I want to replace an existing random number based data generator (in Python) with a hash based one so that it no longer needs to generate everything in sequence, as inspired by this article.
I can create a float from 0 to 1 by taking the integer version of the hash and dividing it by the maximum value of a hash.
I can create a flat integer range by taking the float and multiplying by the flat range. I could probably use modulo and live with the bias, as the hash range is large and my flat ranges are small.
How could I use the hash to create a gaussian or normal distributed floating point value?
For all of these cases, would I be better off just using my hash as a seed for a new random.Random object and using the functions in that class to generate my numbers and rely on them to get the distribution characteristics right?
At the moment, my code is structured like this:
num_people = randint(1,100)
people = [dict() for x in range(num_people)]
for person in people:
person['surname'] = choice(surname_list)
person['forename'] = choice(forename_list)
The problem is that for a given seed to be consistent, I have to generate all the people in the same order, and I have to generate the surname then the forename.

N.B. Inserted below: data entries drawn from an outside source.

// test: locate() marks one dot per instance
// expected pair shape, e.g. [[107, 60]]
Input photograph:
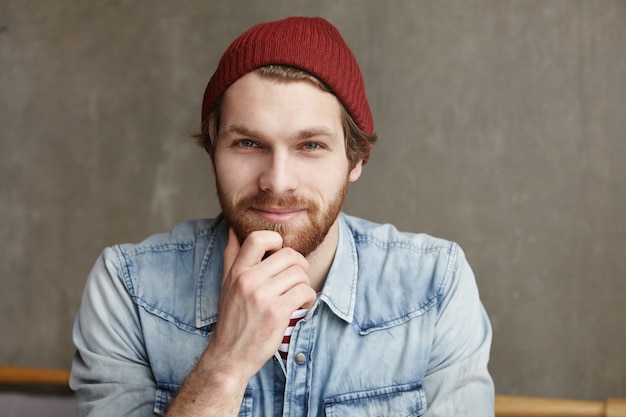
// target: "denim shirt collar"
[[339, 291]]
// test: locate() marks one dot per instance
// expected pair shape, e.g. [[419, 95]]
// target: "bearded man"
[[283, 305]]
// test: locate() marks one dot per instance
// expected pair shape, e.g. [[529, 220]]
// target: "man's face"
[[280, 160]]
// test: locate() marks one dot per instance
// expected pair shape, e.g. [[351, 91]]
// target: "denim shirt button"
[[300, 358]]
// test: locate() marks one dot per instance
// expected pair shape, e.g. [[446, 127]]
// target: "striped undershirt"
[[283, 349]]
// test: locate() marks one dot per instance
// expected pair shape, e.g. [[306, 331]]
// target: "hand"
[[257, 299]]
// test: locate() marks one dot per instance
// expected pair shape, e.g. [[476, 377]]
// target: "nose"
[[279, 175]]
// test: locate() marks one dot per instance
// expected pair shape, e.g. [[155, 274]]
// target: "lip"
[[278, 214]]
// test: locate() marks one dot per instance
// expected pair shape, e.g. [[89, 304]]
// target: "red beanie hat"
[[311, 44]]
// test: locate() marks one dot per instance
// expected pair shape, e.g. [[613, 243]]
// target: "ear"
[[355, 172]]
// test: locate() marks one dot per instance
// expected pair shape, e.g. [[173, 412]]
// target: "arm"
[[458, 382], [110, 371], [257, 299]]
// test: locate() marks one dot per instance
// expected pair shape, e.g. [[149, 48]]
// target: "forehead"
[[279, 105]]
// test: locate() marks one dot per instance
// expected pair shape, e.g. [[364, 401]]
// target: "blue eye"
[[311, 146], [246, 143]]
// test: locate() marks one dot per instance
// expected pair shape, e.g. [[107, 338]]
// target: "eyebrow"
[[255, 134]]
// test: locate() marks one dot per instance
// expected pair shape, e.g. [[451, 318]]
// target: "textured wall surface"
[[502, 126]]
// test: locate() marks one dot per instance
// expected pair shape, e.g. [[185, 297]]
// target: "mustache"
[[266, 200]]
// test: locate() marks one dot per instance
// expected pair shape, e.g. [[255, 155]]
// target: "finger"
[[233, 248], [300, 296], [256, 245], [282, 260]]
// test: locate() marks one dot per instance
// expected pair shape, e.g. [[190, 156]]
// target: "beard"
[[302, 237]]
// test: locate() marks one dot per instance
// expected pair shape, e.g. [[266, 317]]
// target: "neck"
[[321, 259]]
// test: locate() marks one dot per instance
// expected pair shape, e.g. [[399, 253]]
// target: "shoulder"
[[182, 237], [413, 271], [386, 237]]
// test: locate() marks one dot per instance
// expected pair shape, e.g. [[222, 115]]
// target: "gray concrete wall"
[[502, 126]]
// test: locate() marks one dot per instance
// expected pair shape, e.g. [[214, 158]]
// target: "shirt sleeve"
[[110, 371], [458, 382]]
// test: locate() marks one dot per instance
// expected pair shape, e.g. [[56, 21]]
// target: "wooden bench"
[[506, 405]]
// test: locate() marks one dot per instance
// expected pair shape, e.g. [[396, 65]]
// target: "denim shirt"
[[398, 329]]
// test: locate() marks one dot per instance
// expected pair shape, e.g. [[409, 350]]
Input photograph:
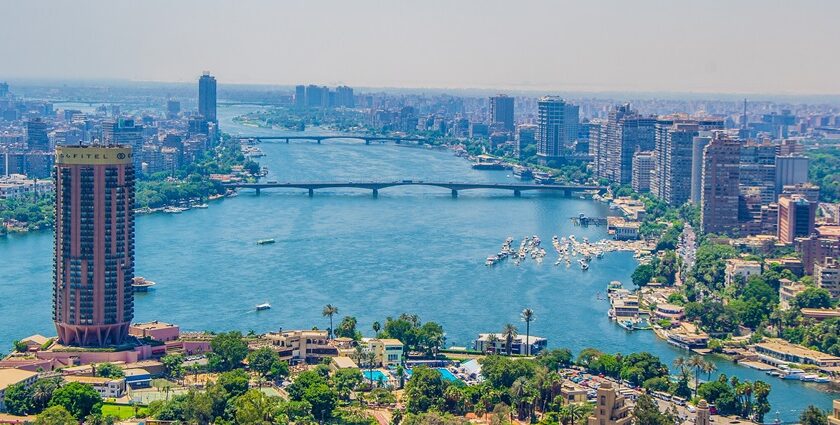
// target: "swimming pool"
[[447, 375], [376, 375]]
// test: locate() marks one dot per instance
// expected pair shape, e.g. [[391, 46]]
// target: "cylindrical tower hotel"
[[94, 244]]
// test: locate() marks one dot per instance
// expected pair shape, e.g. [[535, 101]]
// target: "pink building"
[[155, 330], [94, 244]]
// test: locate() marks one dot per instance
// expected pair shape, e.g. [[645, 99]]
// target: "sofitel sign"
[[93, 155]]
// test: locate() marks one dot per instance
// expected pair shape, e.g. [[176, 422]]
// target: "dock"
[[589, 221]]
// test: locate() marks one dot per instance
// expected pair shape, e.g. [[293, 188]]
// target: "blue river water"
[[412, 249]]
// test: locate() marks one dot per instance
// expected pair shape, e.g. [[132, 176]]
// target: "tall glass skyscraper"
[[207, 97], [93, 301]]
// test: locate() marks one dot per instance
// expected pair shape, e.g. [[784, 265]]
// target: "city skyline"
[[708, 48]]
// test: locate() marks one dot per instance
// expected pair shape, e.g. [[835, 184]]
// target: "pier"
[[320, 138], [454, 187], [587, 221]]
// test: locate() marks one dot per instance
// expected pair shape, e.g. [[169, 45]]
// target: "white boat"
[[793, 374]]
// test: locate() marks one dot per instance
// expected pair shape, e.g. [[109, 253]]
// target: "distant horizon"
[[715, 46], [470, 91]]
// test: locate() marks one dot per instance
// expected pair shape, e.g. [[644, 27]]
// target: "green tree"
[[173, 364], [647, 412], [79, 399], [254, 407], [509, 333], [555, 359], [528, 317], [235, 382], [346, 380], [813, 298], [347, 328], [813, 415], [267, 363], [643, 274], [228, 350], [18, 400], [109, 370], [330, 311], [56, 415]]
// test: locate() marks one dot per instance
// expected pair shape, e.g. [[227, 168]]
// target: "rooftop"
[[13, 376], [782, 346]]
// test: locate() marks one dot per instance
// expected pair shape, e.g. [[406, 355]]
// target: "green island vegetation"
[[190, 182], [239, 385]]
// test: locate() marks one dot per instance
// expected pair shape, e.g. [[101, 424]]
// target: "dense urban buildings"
[[501, 111], [207, 97], [557, 121], [94, 244], [719, 196], [796, 217], [625, 133], [672, 176]]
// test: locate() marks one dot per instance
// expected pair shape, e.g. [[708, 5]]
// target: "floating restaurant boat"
[[141, 284]]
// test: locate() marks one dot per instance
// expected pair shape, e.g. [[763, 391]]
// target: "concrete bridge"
[[454, 187], [320, 138]]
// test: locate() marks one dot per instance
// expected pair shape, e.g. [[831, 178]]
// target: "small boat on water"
[[140, 284]]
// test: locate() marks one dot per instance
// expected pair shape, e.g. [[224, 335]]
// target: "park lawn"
[[122, 411]]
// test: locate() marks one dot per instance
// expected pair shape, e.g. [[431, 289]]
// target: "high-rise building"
[[758, 169], [36, 135], [93, 301], [125, 131], [207, 97], [173, 108], [827, 276], [316, 96], [501, 111], [526, 135], [643, 165], [626, 133], [719, 198], [671, 181], [697, 145], [796, 217], [790, 169], [557, 121], [300, 96], [611, 408], [344, 97], [704, 415]]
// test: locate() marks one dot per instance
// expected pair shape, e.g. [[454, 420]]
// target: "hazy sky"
[[743, 46]]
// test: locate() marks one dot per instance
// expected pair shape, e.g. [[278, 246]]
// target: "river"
[[412, 249]]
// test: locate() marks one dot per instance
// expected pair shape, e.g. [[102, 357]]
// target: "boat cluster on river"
[[569, 249]]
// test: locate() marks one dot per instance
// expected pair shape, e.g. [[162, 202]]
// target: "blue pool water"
[[376, 375]]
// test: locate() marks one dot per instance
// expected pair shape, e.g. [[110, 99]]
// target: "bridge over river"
[[320, 138], [454, 187]]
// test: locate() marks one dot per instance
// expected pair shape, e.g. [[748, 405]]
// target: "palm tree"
[[572, 412], [492, 339], [528, 317], [509, 332], [697, 363], [330, 310], [708, 368]]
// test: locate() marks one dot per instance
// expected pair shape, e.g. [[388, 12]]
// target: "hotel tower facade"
[[93, 301]]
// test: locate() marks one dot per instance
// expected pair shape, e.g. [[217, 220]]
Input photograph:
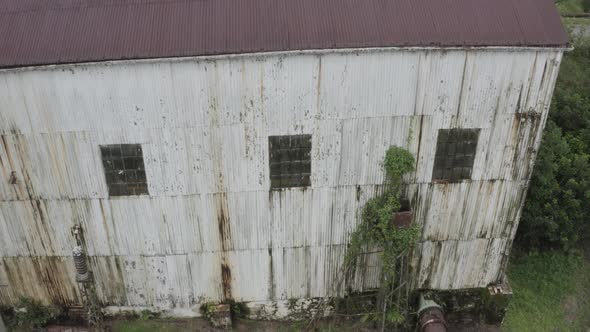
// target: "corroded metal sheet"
[[211, 229]]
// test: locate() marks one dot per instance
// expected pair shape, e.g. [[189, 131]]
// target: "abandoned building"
[[216, 150]]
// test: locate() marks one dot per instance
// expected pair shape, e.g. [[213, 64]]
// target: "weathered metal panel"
[[211, 228], [46, 32]]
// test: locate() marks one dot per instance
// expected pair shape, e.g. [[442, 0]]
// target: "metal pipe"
[[431, 317], [82, 274]]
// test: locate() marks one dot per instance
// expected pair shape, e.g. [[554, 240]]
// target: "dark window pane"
[[289, 160], [455, 154], [124, 169]]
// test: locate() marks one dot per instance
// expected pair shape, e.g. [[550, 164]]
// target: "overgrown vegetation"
[[573, 6], [376, 230], [30, 313], [549, 271], [557, 211], [551, 293]]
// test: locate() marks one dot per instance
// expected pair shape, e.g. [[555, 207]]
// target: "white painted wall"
[[204, 124]]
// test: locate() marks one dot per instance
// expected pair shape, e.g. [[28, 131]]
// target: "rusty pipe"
[[80, 264], [431, 316]]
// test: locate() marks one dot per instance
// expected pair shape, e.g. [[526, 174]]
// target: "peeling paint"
[[211, 230]]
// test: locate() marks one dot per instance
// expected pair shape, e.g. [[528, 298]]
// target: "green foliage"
[[239, 309], [207, 309], [571, 6], [376, 228], [551, 293], [557, 212], [147, 315], [30, 312]]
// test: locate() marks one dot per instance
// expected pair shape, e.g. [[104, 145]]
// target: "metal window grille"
[[455, 153], [290, 161], [124, 169]]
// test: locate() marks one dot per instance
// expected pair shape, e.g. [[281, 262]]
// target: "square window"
[[289, 161], [455, 154], [124, 170]]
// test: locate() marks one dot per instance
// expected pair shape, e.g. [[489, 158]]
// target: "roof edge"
[[40, 66]]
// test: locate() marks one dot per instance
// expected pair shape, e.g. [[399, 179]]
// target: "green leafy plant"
[[556, 211], [377, 230], [207, 309], [30, 312]]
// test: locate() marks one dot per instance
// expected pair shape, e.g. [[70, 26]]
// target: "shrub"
[[30, 312], [557, 211]]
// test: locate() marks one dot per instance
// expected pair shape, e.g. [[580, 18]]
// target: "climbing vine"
[[376, 230]]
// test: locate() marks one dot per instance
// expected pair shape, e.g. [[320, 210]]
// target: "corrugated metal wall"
[[204, 126]]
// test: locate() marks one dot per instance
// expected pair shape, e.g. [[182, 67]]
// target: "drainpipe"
[[431, 317]]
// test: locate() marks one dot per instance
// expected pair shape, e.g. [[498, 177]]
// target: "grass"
[[551, 293], [143, 326]]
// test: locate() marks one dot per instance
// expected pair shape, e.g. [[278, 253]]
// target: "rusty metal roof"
[[36, 32]]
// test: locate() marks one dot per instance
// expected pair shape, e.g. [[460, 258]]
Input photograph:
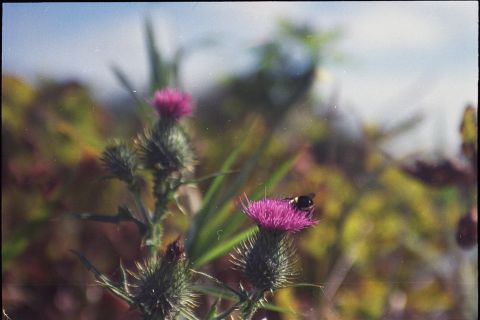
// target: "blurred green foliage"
[[385, 245]]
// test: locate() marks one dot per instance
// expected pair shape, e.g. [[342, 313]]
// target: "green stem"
[[140, 204]]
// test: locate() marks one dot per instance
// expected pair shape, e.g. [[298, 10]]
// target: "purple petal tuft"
[[171, 103], [278, 214]]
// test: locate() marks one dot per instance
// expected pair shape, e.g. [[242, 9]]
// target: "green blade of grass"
[[205, 212], [224, 247], [234, 189], [159, 73]]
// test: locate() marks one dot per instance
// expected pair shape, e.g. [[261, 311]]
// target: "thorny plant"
[[162, 286]]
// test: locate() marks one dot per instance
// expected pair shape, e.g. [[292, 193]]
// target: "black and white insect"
[[303, 202]]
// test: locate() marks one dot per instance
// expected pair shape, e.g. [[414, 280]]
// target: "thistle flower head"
[[171, 103], [278, 214], [163, 289]]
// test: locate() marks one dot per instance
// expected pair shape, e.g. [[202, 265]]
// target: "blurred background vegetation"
[[396, 238]]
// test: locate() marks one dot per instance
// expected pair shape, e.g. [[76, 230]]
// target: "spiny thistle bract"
[[163, 288], [267, 259], [120, 161], [165, 147]]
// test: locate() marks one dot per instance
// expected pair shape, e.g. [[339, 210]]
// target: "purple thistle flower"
[[278, 214], [171, 103]]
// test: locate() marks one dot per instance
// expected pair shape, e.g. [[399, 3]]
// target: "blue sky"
[[401, 57]]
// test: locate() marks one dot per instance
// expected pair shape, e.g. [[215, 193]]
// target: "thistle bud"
[[120, 161], [164, 286], [166, 148], [267, 259]]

If I add a middle name in between the two then the generated forenames will change, as will all the names of all the subsequent people.
I want to structure the code like this:
h1_groupseed=1
h2_peoplecount=1
h2_people=2
h4_surname=1
h4_forename=2
num_people = pghash([h1_groupseed,h2_peoplecount]).hashint(1,100)
people = [dict() for x in range(num_people)]
for h3_index, person in enumerate(people,1):
person['surname'] = surname_list[pghash([h1_groupseed,h2_people,h3_index,h4_surname]).hashint(0, num_of_surnames - 1)]
person['forename'] = forename_list[pghash([h1_groupseed,h2_people,h3_index,h4_forename]).hashint(0, num_of_forenames - 1)]
This would use the values passed to pghash to generate a hash, and use that hash to somehow create the pseudorandom result.